Reida took pictures.
Sage turned off the gyrocopter’s engine.
“Well, this is as far as I can go,” he said. “That land on the other side of those mountains is Prairie, and they’re none too friendly with us. Someone else will come tomorrow and take you across the border. From there on, you’ll have to find your own way.”
“Thank you for helping us this far.”
“It’s the least we could do,” Sage said.
Did he really feel the need to apologise for the events? That wasn’t necessary. It had nothing to do with him.
A bus came up to the gate. The driver was a leather-skinned woman in middle age by the name of Poppy. Sage introduced her as a distant cousin of his and said that she would take us to our accommodation.
She took us through the town and along a narrow road that meandered through forested hills and came out on the shore of a small lake where a couple of wooden cabins sat on a grassy slope.
Our cabin was the one closest to the water. It had a large living area and communal kitchen. Two boxes with pumpkins, a bag of rice, onions and various other food items stood on the table.
The cabin had four bedrooms, each of which with sleeping benches and bunk beds.
Thayu and I dumped our bags and then took Emi for a walk while Sage, Junco and Poppy messed about making a fire in the outdoor fire pit for roasting the pumpkins.
Emi’s legs were only short, and she tripped easily, so we kept to the paved paths, strolling past the other cabins, which were all locked up. Some cabins had been well-maintained, but others showed signs of age, with moss growing on the steps and leaf litter on the verandas.
Emi babbled away, leaving us to guess what she was talking about. The soft springiness of the grass and moss fascinated her. She placed her little hands into the moss cushions and then giggled when the imprint lingered in the surface.
“This is a sad place,” Thayu said.
“It’s the wrong season. People come here in summer. It gets very hot in the cities.”
“Only a few people. No one would stay in the neglected houses. It’s a sad place because people don’t enjoy its beauty.”

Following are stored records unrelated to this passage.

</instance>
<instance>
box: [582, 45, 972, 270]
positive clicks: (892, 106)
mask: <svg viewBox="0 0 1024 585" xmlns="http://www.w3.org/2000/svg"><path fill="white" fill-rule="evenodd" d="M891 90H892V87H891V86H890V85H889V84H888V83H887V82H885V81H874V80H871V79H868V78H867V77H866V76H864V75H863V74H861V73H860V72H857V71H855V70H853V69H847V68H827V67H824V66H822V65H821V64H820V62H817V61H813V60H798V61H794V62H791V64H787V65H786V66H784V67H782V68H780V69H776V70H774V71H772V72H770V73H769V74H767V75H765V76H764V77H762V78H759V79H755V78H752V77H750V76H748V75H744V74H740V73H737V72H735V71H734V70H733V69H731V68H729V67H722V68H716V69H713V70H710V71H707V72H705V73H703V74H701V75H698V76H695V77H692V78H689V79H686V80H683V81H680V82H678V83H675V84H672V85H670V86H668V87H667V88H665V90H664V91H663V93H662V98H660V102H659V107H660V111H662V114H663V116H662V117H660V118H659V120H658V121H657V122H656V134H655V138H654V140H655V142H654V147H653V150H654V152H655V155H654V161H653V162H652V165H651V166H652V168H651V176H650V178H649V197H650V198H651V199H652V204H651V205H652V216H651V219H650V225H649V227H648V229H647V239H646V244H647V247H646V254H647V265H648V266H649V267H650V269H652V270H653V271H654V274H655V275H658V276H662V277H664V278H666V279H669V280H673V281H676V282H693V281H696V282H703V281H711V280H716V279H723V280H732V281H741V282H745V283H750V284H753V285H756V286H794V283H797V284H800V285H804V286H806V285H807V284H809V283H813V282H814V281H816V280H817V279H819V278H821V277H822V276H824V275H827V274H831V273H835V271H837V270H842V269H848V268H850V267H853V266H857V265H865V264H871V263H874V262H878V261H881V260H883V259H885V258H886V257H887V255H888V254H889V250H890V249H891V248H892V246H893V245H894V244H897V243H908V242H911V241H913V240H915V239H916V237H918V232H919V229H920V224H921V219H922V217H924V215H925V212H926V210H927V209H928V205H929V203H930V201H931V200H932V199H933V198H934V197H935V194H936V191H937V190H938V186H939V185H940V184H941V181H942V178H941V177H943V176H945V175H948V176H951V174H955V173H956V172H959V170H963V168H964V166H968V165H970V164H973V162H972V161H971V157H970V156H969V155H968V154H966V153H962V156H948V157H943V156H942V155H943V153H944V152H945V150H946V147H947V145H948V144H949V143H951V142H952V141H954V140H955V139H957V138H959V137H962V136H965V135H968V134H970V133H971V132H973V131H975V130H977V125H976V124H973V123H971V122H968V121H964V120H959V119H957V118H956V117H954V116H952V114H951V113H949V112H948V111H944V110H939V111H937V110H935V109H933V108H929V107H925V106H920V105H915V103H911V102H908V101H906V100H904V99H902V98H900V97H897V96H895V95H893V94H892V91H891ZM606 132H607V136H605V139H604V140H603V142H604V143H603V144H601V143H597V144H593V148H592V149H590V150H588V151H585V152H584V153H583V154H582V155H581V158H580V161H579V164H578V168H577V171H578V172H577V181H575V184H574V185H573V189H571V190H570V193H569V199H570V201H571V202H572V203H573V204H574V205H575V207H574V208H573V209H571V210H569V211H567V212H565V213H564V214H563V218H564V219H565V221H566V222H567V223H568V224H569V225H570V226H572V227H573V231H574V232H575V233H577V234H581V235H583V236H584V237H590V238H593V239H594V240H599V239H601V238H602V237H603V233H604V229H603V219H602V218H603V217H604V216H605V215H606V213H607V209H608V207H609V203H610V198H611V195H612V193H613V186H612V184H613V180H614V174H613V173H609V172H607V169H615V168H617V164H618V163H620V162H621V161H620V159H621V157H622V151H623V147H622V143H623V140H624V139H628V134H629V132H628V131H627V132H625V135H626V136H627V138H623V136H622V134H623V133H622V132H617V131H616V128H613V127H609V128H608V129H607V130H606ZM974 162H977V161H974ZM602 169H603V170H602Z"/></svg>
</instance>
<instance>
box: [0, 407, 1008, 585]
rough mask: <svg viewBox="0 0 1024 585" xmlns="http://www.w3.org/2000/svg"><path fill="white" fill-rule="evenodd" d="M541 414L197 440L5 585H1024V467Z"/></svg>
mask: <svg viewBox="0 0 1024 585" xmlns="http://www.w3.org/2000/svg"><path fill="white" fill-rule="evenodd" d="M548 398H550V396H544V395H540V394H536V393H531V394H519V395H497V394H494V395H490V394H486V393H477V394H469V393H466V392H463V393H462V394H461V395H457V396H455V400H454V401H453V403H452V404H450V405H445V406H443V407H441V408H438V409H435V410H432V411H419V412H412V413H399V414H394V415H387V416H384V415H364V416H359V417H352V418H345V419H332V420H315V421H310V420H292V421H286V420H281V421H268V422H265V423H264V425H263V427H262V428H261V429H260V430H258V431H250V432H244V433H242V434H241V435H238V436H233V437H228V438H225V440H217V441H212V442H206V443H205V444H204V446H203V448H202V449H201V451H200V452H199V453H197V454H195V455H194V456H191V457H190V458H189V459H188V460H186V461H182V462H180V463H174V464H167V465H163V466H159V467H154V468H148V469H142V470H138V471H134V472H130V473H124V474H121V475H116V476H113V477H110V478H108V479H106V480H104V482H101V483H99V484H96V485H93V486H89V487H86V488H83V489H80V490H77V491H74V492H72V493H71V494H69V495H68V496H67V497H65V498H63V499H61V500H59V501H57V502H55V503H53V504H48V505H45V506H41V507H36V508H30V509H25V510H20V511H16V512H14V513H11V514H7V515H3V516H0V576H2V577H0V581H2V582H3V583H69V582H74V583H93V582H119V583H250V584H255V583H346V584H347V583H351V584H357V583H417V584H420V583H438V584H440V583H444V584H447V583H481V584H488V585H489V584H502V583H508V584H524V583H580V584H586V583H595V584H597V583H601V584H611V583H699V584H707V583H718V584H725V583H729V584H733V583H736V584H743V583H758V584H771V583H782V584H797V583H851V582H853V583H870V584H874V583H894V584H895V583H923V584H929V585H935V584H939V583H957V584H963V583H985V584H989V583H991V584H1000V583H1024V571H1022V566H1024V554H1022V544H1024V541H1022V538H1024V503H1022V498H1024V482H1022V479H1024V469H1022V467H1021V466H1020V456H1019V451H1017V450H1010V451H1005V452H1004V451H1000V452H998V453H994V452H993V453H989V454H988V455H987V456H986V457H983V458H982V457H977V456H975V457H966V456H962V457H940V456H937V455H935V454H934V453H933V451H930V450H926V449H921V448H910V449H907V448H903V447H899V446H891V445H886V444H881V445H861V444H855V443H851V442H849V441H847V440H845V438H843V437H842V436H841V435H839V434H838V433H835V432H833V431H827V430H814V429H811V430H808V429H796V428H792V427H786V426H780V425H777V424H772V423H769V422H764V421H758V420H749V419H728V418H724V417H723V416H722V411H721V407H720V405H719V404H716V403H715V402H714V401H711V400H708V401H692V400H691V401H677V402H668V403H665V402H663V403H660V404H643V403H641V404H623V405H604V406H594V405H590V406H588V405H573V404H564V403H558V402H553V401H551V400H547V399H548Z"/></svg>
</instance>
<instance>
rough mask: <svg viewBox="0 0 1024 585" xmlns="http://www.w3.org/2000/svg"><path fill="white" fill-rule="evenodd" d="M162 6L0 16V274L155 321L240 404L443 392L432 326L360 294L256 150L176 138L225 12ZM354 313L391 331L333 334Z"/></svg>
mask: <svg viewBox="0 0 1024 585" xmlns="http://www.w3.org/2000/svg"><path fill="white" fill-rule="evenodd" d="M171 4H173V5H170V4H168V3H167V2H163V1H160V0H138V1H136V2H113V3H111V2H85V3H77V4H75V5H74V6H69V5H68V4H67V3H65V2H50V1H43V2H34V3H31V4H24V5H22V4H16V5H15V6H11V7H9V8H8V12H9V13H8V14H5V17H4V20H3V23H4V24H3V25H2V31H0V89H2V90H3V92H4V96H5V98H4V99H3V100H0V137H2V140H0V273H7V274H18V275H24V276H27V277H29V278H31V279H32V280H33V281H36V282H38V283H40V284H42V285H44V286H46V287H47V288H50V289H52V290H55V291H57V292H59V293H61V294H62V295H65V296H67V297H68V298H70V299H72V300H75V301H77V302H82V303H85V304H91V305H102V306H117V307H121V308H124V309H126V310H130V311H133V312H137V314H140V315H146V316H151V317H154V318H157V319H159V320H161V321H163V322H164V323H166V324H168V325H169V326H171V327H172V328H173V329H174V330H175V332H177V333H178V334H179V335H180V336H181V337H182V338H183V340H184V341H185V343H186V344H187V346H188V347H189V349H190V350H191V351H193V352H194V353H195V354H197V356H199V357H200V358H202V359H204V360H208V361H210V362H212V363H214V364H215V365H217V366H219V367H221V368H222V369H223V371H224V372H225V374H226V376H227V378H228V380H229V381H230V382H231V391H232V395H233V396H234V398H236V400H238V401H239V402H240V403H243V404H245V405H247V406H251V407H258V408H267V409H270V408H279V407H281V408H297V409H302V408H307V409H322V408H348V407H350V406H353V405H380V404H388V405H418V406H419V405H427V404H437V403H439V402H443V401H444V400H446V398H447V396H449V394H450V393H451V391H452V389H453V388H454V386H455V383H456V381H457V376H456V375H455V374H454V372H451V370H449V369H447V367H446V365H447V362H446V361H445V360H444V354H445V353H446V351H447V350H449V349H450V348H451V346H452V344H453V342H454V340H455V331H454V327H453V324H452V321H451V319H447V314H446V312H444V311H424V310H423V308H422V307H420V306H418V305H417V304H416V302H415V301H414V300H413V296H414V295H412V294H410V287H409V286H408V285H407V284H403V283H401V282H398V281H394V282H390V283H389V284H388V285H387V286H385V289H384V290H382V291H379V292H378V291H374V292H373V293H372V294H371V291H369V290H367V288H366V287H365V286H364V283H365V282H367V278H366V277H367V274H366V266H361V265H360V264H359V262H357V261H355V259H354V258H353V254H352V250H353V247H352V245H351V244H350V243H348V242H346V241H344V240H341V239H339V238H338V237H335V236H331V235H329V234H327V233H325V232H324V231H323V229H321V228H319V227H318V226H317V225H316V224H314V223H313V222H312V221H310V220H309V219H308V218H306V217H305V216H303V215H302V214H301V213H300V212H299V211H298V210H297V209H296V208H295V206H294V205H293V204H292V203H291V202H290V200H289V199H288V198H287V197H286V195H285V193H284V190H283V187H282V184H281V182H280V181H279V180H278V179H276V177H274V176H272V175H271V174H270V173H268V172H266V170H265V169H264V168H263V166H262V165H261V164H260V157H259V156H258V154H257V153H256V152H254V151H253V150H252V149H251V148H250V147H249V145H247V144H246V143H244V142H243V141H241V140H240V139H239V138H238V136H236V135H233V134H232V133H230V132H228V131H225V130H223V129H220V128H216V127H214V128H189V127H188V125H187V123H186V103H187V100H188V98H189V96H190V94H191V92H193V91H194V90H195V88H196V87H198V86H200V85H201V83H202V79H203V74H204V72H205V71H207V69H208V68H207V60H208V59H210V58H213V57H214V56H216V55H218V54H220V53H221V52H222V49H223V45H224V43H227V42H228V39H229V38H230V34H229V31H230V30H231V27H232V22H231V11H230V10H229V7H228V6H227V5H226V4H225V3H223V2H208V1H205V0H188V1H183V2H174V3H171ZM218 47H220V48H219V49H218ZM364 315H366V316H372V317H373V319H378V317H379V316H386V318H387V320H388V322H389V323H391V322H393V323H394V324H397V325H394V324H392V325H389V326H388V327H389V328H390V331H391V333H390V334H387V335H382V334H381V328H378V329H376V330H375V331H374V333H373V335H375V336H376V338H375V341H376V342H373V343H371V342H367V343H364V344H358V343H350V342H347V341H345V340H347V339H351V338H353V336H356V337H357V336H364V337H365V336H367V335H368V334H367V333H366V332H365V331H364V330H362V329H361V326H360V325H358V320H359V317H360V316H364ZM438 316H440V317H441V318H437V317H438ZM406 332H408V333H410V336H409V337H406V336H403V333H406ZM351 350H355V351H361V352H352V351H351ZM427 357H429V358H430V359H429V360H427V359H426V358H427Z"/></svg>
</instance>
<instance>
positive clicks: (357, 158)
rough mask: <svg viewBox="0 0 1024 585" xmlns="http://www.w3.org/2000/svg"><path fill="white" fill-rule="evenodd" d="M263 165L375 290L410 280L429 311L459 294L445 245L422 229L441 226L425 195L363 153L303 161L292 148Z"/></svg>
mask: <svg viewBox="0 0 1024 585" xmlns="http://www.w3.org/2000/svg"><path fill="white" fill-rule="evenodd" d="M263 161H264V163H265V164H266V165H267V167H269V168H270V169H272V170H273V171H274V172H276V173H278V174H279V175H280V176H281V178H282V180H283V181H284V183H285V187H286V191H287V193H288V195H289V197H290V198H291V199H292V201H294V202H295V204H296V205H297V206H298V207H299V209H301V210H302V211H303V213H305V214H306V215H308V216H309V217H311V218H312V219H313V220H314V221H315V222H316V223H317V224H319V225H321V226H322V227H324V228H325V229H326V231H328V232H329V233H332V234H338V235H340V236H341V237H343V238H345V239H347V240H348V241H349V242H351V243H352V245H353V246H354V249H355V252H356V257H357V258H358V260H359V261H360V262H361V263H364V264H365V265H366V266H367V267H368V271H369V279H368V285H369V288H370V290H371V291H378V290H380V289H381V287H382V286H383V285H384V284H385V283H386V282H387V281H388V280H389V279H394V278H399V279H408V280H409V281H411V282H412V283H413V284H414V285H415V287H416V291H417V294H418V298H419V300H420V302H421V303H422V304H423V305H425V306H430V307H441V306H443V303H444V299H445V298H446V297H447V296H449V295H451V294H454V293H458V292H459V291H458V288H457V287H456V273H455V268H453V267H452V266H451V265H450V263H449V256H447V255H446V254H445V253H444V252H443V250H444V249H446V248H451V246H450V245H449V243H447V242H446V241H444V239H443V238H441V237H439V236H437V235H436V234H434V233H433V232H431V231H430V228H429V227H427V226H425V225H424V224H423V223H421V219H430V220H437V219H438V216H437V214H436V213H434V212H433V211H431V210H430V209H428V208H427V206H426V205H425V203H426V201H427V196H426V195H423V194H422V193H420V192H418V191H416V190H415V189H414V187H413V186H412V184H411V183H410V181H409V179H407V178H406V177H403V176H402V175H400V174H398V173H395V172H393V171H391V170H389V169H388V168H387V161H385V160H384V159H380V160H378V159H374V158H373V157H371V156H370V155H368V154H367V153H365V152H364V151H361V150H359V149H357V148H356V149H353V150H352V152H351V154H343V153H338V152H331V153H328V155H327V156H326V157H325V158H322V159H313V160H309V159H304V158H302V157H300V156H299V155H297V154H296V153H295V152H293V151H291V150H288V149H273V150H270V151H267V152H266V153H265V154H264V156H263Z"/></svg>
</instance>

“That’s a strangely philosophical thing for you to say.”
She blew out a breath. “I like going to your father’s house. The village is nice and you can tell that the people who live there love it. This… is a s
ad place. People live in deserts because rich visitors pay for an illusion that no longer exists, and they’ve abandoned places that are beautiful.”

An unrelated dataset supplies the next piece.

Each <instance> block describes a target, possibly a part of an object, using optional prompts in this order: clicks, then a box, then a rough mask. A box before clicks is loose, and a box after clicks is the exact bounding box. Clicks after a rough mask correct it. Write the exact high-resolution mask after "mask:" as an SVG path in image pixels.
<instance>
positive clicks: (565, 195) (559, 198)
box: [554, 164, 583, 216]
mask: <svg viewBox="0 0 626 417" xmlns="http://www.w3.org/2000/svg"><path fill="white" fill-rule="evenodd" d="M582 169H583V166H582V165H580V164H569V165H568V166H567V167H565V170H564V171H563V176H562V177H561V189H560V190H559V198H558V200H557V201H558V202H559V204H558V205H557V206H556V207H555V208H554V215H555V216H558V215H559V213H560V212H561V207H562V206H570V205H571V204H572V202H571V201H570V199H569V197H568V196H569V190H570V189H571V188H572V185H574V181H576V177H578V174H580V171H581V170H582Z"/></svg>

“There is no work here for people. They want jobs.”
But of course the concept of paying jobs was alien to Coldi. People in Athyl worked because they had been carefully selected for positions they were good at and enjoyed, and most basic items were distributed over the population through a barter system that was only marginally related to work performed.
Emi said, “Oh!”
She looked around, wide-eyed, listening.
Down near the lake shore, Sage’s dog was barking like an idiot.
The Pengali kids had found a piece of wood big enough for them to use as a raft. They floated a short distance from the shore. The dog stood with Ayshada, who was throwing sticks at the raft. And the dog was barking because, being a dog, it wanted to chase sticks, except it also seemed to object to jumping into the water. I assumed it was cold.
The scent of cooking hung in the air.
“We better go back,” I said.
By the time we’d arrived at our cabin, most people in our team had gathered on the veranda. Poppy was carrying a large dish of roast pumpkin to the table.
The Pengali kids came running to the table with the dog, all three wet and muddy.
Ynggi said something to them. I thought it was a joke about their failure to bring a fish.
We sat by the lake until well into the dark.
Ynggi and the Pengali kids played with the dog until they were all tired. It was the first time I saw the Pengali kids voluntarily go to bed at night.
Thayu went to put Emi to bed. I spotted her a bit later out the back of the cabin with Anyu, setting up a device.
Gradually, everyone left until only Junco and I were left in the dark. We sat on opposite sides of the table, both of us close to the fire, which still radiated heat. The night was getting cold.
“Well, I better go to bed as well,” I said. “We’ll have a big day tomorrow.”